Dr. Kanner teamed with Dr. Rodriguez on several seminal autism studies. One study, a 30-year follow-up of 11 children diagnosed with autism at Hopkins, described the long-term outcomes of autism in children as they age.
He also worked with Dr. Leon Eisenberg, the noted Hopkins pediatric psychiatrist who brought to the field of study rigorous research methods and conducted early studies in autism, attention-deficit disorder, learning disabilities and language manifestations of behavioral problems.
Drs. Rodriguez and Eisenberg collaborated on a 1959 published study on "school phobia" in children, and identified it as a variant of separation anxiety.
"Alejandro carried out and amplified the founding fathers' legacy by enhancing the clinical and teaching aspects of child psychiatry," said Dr. James Harris, director of developmental neuropsychiatry and a former director of child psychiatry at the Hopkins Children's Center, whom Dr. Rodriguez taught and later recruited.
Dr. Rodriguez had also been an associate professor of psychiatry and pediatrics at the Hopkins medical school.
In 1968, Dr. Eisenberg, who had followed Dr. Kanner as division chief, was succeeded by Dr. Rodriguez, who became the third director of the division of child psychiatry at Hopkins, a position he held for a decade.
"He had a renowned twinkle in his eye and wisdom when it came to clinical matters. He was always interested in the most vulnerable children, children with intellectual and developmental disabilities. He saw everyone," said Dr. Harris. "These were children who were considered not good treatment patients back in that era."
"Kids, especially the little ones, he touched them in a special way. He was like a grandfather and able to reach a kid, and he always seemed to enjoy helping them," said Dr. Catherine DeAngelis, former editor of the Journal of the American Medical Association, who is professor of pediatrics at Hopkins.
Dr. Rodriguez maintained the weekly Continuing Care Clinic. He often would find hospital jobs for some of his former patients.
"He epitomized empathy and the concept of social responsibility," said Dr.
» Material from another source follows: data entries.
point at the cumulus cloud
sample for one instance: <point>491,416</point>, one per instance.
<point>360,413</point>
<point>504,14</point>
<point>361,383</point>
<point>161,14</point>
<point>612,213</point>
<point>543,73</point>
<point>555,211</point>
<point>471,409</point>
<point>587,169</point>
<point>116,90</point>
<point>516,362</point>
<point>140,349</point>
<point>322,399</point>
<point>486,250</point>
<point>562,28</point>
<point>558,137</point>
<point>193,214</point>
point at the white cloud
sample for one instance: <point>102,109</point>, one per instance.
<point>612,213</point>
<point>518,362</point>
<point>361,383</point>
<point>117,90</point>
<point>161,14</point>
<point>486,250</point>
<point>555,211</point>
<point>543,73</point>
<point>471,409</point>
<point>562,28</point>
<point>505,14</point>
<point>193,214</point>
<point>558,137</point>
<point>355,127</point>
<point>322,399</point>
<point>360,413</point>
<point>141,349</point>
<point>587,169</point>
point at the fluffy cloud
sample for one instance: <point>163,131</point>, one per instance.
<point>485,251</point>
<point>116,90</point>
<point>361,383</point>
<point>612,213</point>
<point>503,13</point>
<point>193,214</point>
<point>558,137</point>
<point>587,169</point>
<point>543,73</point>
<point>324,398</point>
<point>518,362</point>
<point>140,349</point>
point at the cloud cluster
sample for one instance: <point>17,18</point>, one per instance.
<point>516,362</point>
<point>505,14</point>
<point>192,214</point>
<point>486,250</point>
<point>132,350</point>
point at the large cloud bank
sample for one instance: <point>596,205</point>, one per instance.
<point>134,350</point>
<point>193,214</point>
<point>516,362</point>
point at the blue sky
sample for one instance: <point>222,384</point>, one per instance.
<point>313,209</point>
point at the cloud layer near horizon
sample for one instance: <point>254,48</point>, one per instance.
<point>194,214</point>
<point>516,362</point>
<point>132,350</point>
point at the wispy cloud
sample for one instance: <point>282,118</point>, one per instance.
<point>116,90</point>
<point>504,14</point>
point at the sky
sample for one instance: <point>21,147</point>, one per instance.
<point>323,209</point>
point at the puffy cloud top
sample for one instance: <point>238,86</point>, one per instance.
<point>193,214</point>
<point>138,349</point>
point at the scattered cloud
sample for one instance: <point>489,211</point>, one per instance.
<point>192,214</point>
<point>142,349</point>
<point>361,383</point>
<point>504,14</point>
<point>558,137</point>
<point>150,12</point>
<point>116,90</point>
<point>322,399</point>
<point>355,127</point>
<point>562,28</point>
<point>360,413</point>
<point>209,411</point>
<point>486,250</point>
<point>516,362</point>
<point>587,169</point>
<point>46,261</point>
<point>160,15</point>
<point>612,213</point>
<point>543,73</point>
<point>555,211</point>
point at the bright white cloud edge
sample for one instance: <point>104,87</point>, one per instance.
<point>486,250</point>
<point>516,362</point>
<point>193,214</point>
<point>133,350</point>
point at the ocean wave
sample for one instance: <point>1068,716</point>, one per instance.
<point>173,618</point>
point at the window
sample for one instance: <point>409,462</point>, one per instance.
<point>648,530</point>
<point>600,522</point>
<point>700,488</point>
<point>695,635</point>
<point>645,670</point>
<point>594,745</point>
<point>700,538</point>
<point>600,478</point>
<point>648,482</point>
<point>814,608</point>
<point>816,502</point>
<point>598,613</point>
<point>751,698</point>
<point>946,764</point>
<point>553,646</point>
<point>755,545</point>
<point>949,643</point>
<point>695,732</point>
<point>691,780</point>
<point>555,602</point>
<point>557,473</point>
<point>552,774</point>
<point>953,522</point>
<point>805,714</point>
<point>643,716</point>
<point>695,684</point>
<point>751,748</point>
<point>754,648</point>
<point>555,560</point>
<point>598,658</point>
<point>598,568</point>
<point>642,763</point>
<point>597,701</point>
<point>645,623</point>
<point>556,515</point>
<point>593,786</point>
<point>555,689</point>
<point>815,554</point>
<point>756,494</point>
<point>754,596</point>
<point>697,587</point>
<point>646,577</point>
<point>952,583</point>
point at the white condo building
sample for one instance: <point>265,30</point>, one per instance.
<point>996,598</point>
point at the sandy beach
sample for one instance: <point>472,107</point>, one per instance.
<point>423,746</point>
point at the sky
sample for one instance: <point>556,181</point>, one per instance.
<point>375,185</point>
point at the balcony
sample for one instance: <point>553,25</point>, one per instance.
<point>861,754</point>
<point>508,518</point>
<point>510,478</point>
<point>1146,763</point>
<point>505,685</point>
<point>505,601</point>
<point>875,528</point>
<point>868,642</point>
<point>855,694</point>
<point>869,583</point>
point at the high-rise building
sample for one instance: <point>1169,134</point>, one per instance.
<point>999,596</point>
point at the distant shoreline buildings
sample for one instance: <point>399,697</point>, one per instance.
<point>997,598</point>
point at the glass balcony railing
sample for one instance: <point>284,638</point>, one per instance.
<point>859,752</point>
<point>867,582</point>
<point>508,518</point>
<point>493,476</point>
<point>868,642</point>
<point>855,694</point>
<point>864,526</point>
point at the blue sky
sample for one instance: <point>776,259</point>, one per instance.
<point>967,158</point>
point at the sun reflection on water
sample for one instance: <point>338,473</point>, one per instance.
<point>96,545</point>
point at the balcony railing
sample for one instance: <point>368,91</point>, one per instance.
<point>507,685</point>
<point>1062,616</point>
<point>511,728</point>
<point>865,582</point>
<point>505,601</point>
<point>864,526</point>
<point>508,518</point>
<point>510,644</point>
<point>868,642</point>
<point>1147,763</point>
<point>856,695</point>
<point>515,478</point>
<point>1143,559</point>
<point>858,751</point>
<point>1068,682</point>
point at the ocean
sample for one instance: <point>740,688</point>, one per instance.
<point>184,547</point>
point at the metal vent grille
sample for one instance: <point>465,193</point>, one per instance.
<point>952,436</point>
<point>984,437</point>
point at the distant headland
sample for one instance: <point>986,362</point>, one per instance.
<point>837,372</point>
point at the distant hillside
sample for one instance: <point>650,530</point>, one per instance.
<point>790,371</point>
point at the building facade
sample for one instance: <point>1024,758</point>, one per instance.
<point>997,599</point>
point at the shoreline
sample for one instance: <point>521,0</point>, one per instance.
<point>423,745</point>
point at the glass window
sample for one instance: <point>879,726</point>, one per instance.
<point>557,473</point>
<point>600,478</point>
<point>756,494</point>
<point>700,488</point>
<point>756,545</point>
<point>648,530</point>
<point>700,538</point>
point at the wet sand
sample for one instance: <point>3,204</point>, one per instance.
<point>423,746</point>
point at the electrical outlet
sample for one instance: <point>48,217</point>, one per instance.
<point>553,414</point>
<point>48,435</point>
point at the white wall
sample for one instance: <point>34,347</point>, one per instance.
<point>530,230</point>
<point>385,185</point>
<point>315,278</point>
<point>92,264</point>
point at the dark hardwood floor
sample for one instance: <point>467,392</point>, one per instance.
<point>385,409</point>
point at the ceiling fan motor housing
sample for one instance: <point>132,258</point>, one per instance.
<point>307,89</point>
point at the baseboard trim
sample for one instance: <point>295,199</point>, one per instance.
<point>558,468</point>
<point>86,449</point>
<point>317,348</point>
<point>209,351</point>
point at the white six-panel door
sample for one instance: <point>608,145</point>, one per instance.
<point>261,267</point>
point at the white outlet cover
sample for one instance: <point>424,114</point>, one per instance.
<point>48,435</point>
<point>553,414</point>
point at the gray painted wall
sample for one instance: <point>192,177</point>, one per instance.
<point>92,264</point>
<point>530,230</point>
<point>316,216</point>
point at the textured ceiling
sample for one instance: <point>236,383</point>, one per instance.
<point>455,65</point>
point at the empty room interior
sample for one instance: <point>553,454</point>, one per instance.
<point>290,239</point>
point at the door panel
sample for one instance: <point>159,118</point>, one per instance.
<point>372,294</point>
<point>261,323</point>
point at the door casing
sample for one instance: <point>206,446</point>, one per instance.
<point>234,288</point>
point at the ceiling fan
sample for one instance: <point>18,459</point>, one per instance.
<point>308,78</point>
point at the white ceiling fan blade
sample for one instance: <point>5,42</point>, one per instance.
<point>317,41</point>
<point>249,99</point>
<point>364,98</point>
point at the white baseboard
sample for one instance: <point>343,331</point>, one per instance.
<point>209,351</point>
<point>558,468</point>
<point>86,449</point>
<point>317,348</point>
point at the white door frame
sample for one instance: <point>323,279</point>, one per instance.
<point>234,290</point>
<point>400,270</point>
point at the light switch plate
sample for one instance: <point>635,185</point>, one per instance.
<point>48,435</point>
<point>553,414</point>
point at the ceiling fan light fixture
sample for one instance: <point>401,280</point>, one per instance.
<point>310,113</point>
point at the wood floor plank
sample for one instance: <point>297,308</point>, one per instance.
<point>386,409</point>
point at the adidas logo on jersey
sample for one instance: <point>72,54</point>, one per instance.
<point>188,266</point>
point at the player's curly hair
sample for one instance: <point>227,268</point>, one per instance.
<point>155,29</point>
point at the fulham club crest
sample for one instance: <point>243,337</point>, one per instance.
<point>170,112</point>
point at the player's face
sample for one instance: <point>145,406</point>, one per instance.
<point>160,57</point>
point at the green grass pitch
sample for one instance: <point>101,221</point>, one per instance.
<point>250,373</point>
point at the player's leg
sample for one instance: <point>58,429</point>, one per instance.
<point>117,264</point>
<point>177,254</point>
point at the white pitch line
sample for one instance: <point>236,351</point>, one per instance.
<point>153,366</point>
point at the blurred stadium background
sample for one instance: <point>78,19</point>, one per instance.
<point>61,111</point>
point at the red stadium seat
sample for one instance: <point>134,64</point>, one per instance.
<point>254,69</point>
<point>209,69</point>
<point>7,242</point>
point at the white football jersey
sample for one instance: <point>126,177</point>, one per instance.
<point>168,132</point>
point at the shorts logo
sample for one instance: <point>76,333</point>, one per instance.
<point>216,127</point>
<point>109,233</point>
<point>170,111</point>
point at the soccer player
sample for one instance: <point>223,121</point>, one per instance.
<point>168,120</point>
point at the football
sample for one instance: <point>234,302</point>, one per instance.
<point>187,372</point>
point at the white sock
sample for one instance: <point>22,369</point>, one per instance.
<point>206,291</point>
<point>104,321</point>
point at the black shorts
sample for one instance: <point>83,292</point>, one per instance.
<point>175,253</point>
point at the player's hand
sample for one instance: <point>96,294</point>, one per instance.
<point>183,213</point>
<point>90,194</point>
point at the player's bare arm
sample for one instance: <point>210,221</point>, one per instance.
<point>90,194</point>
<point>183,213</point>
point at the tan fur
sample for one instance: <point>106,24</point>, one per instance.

Lawrence C. Pakula, an associate professor of pediatrics at Hopkins who also has a private practice. "He knew that being a physician didn't end at the office."
He also saw patients at St. Agnes Hospital for 15 years, and in 1977 wrote "Handbook of Child Abuse and Neglect."
Dr. Rodriguez remained a familiar figure at Hopkins after his 1978 retirement. He continued seeing patients until he was 85 and was still called in as a consultant on difficult cases.
"That was his life. … He was the type of person who never successfully retires," said his son, Dr. Ignacio Rodriguez of Edgewater, a neurologist.
He was an avid reader and a student of politics. Acquaintances described him as a "cultured raconteur."
"His conversation readily ranged from the technique of leading matadors to the qualities of Flemish portraiture," said Dr. Richard McCarrick, who completed his pediatric psychiatry fellowship under Dr. Rodriguez and is now vice dean of the School of Medicine at New York Medical College.
His wife of 59 years, Dr. Maria Luisa "Tata" Rodriguez Eraso, a psychotherapist, died in 2002.
A Mass of Christian burial will be offered at 11:30 a.m. Feb. 4 at Holy Redeemer Roman Catholic Church, 1454 S.W. Mapp Road, Palm City, Fla.
In addition to his son; survivors include two grandchildren.